The 7th Woman by Frederique Molay (translation by Anne Trager) is a police procedural featuring Nico Sirsky, head of the Criminal Investigation Division in Paris, a likable protagonist faced with a series of brutal murders. The murderer has a personal grievance against Nico and creates clues that lead to individuals close to Nico, red herrings that take time to untangle and that misdirect investigators.
The novel moves quickly; it has to because the killer intends to murder 7 women in 7 days. The fast pace works well, even if the 7/7 concept doesn't feel quite reasonable. Nico, however, is an engaging character with an ulcer from the stress of his job, a depressed ex-wife, a teen-age son, and a good relationship with his sister.

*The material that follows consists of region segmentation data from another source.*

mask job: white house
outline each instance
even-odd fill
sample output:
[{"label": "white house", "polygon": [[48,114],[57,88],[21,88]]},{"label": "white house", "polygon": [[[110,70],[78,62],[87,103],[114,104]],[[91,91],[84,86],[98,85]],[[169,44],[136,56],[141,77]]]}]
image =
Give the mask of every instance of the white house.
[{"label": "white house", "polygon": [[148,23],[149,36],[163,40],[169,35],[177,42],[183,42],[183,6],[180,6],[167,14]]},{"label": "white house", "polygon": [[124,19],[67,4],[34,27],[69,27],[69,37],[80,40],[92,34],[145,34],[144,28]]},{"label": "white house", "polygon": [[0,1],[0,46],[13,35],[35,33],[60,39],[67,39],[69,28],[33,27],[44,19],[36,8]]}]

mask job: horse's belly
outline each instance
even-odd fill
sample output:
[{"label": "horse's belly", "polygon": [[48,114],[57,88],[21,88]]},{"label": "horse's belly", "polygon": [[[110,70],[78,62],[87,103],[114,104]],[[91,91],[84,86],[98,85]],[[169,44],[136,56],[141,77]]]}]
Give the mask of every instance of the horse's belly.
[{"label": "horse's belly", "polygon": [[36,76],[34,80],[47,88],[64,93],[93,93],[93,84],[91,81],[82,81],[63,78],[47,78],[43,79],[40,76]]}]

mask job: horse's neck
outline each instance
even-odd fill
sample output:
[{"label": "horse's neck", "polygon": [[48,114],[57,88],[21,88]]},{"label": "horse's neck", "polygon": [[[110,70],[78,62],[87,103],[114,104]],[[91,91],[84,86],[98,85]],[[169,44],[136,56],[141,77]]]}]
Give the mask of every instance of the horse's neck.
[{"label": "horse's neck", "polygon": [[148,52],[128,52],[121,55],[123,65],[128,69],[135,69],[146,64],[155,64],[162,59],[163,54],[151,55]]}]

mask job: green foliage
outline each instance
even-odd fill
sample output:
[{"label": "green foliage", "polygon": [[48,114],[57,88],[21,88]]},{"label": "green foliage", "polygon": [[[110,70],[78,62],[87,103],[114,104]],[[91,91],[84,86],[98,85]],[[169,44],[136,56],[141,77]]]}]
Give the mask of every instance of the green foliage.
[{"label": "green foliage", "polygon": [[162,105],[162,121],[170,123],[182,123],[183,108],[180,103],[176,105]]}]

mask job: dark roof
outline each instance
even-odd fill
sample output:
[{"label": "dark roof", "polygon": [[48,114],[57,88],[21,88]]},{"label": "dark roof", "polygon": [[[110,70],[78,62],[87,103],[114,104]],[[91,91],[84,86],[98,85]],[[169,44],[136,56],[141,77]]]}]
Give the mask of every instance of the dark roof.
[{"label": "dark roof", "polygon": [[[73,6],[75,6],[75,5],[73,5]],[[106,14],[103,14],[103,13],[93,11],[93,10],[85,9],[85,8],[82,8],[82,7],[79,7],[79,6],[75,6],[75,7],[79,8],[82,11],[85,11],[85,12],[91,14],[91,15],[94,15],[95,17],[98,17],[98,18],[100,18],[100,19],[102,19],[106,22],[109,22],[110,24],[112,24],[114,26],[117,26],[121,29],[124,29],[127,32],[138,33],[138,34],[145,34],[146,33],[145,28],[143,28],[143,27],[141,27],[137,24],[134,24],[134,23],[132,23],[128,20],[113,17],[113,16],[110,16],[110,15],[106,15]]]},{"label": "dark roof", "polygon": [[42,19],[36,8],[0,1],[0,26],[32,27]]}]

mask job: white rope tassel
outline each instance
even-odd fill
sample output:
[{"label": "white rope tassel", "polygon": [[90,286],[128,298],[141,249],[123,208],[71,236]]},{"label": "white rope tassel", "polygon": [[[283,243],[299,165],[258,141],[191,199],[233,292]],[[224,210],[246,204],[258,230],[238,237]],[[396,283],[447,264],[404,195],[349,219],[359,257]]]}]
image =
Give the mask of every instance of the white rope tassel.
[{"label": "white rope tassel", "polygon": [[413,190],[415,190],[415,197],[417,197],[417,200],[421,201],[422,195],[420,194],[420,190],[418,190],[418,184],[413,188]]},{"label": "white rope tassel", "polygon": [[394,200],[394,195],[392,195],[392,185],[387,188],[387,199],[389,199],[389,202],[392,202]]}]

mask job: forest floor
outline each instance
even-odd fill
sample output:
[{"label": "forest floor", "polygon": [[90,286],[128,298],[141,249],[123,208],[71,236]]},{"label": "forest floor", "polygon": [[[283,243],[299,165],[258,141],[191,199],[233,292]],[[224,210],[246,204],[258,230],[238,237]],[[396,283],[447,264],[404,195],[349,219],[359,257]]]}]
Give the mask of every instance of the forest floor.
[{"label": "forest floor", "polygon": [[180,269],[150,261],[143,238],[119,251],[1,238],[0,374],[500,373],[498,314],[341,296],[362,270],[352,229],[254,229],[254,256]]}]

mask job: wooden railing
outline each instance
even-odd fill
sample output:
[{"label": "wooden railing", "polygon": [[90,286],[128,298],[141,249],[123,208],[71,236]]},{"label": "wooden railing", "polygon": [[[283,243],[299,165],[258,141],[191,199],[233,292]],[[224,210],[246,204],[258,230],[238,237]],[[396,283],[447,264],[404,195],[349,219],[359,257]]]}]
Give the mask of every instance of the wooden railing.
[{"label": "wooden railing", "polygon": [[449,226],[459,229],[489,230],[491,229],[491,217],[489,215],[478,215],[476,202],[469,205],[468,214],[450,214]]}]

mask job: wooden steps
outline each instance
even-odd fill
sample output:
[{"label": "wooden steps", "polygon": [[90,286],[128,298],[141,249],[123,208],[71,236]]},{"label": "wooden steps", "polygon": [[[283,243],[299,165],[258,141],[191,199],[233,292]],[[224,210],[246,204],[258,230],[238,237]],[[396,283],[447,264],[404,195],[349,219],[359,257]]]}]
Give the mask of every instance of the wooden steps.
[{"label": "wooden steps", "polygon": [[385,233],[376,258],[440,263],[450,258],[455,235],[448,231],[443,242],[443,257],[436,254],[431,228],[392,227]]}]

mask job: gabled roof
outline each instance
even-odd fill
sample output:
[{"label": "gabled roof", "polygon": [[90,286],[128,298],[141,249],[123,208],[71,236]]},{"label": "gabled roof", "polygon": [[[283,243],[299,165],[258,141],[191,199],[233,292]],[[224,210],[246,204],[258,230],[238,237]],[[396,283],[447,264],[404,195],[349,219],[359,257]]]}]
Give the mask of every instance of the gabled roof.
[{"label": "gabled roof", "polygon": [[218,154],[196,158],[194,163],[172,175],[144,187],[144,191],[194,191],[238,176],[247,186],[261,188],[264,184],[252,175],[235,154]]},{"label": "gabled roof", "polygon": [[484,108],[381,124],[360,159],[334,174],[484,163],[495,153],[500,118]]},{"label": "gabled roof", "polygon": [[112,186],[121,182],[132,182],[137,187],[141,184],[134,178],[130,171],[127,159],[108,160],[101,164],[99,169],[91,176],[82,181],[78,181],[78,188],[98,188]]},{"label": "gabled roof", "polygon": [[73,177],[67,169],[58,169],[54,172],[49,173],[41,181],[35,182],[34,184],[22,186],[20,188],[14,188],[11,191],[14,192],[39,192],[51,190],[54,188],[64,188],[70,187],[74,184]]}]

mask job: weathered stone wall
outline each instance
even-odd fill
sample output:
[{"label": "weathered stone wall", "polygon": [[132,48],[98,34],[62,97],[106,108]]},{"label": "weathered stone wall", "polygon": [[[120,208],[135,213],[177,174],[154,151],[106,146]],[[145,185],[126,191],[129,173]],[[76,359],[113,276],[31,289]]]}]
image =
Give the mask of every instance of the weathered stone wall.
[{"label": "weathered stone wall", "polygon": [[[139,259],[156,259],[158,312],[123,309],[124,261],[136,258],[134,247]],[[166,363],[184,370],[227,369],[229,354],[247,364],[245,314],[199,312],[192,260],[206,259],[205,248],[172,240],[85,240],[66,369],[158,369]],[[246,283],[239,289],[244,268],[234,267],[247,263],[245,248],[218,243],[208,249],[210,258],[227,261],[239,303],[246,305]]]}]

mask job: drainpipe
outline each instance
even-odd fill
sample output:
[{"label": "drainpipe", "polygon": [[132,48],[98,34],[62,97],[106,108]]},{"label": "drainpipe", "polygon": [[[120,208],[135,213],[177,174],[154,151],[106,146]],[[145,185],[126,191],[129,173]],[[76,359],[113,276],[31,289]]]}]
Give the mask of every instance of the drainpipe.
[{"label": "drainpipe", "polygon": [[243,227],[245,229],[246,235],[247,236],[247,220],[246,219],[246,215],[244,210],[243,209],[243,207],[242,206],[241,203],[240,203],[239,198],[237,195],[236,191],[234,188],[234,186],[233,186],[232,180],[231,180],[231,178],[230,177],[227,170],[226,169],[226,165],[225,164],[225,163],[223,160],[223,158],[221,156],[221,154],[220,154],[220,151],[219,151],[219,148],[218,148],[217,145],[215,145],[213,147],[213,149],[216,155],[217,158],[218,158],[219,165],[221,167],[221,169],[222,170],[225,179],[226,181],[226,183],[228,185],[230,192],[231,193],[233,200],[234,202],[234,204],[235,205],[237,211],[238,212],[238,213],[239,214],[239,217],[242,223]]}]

My quibbles: murders do not have to be gruesome to be effective and love interests need time to develop. Have I mentioned those qualifications before? I thought so.
Translations are interesting. If you can't read the original language, it is impossible to be sure about language and style, but I've read several translations by Anne Trager, (one that I still need to review), and the styles are very different--which leads me to believe that Ms. Trager has given me an accurate sense of the individual author's style.
Note: Winner of France's prestigious Prix du Quai des Orfèvres prize for best crime fiction, named Best Crime Fiction Novel of the Year.
Crime/Police Procedural. 2012. Print version: 225 pages.